For apparel and footwear companies to truly be sustainable, many believe good environmental stewardship must intersect with driving healthy profits.
This was the message at a Kornit Exploration Day hosted last Thursday by the Israeli-headquartered digital textile printing company at its campus in Englewood, NJ.
“Not only has our industry been tarred with the horrible stat that it’s the second-most polluting industry on the planet, but it’s probably also one of the most inefficient industries on the planet,” said Simon Platts, who was making one of his first public appearances after stepping down as responsible sourcing director at Asos. “Customers are changing; they want to know more. Legislation is coming in—we’ve got to think about people and the planet, but also the profit… To be more sustainable in how you’re consuming and producing the goods doesn’t necessarily mean you can’t be profitable.”
Fast fashion, according to Platts, is the key to sustainable profitability.
“It’s a bit of a scary thing to stand here and say that, actually, I think the only way to do fashion in the future will be to do it fast,” Platts said. “But I’m not talking about more of what we’re doing now. I’m talking about a complete reshaping to find different ways and different solutions, and using all of the innovation and technology that’s out there.”
Those innovations, Platts said, include product passports, QR codes on digital tags detailing the life cycles of the garment, and digital garment printing.
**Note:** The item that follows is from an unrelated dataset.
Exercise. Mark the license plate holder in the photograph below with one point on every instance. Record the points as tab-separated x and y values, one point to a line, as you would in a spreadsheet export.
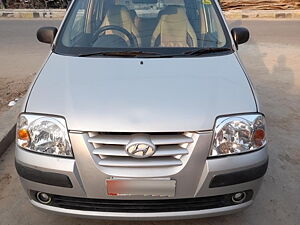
141	187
“It’s gonna be fast, it’s going to be relevant, it’s going to be smarter, it’s gonna be less wasteful, it doesn’t compromise quality, we create the circular economy,” Platts said, adding that if those efficiencies are realized, consumers can still purchase clothing at the rates they do today without harming the environment. “If we were to cut out the waste in the beginning by 30, 40 percent, you can still consume the same amount yet you’ve saved. It doesn’t have to be that we can’t have what we want when we want it, whether it’s carrots or dresses. But we’ve got to do it differently and [consumers have] to behave differently.”

Digital textile printing, like what Kornit offers, which is able to create designs and find manufacturers nearest the destination point, printing only the quantities that have already been ordered with little-to-no leftover inventory or waste, was promoted by Bill McRaith, former chief supply chain officer at PVH Corp.
“Get rid of that word,” McRaith said of MOQ, the acronym for minimum order quantity. “The term is totally fictitious made up by manufacturers, like me, to protect myself from people like you… We have to move to OOQs—optimal order quantity. If I have to make a unit order of one, I need one unit.”
McRaith addressed the importance of outside-the-box office-space approaches.
“Everyone working together [at] these collaborative design and innovation centers is where big brands and retailers can come in and actually work with their manufacturers to develop new stuff right next to them,” McRaith said. “This is an amazing model you could have in the fashion industry where you’re actually bringing in startups that could play in the space to solve problems that maybe we don’t even realize we have yet.”
McRaith added that the traditional capitalist model of businesses being so focused on competing with one other prevents the industry from being able to keep pace with rising Chinese brands like Shein. Collaborative efforts like the Eco-Park, he said, are a way of cutting into Asia’s advantage.
“We are so behind on TikTok and that’s why, if you look at Shein, there’s five more brands behind them right now that are all rising rapidly and they are going to dominate the world unless the U.S. steps up and starts to put stuff in place rapidly—read the market, react and produce on demand.”
Another player in the push away from MOQ to OOQ, is the influencer. According to a study from Grand View Research shared at the Thursday forum, the role of influencers in commerce has grown exponentially since the start of the decade, valued at $10.39 billion in 2021 and is expected to grow by a compounding rate of 33.4 percent per year to 2030. As time passes, the model shows, the role of micro influencers and with even fewer followers, the nano influencers are projected to gain a bigger share of the market than macro and megainfluencers.

Kate Blessing, director of operations strategy with Amaze, a Danish agency for influencers and those selling their own goods on social media, said that partnering with companies like Kornit can help quickly realize nearshoring, onshoring and OOQ.
“When we’re plugging in this on demand, we are printing at the point of sale; we’re not sitting on any inventory, our return rate is 0.1 percent, and if I get over 3 percent scrap in the facility, I get excited, so we’re talking about really, really low waste,” Blessing said. “You’ve got work at the front of the press that takes a certain number of minutes to come out of the dryer. You’re packing it out at the end and it’s in a bag and it’s going to the customer—it’s there in two days.”
Blessing said Amaze lets social media retail entrepreneurs skip out on worrying about making excess clothing bound for the landfill.
“So if you want to go on and do a frog design, a gaming design and a yoga design all in the same day, you can do that. And if you find someone to buy each of your designs, we’ll go ahead and make that for you, you get that sale and we split your profit,” Blessing said. “You’re building your brand and not thinking about the supply chain and production and customer experience.”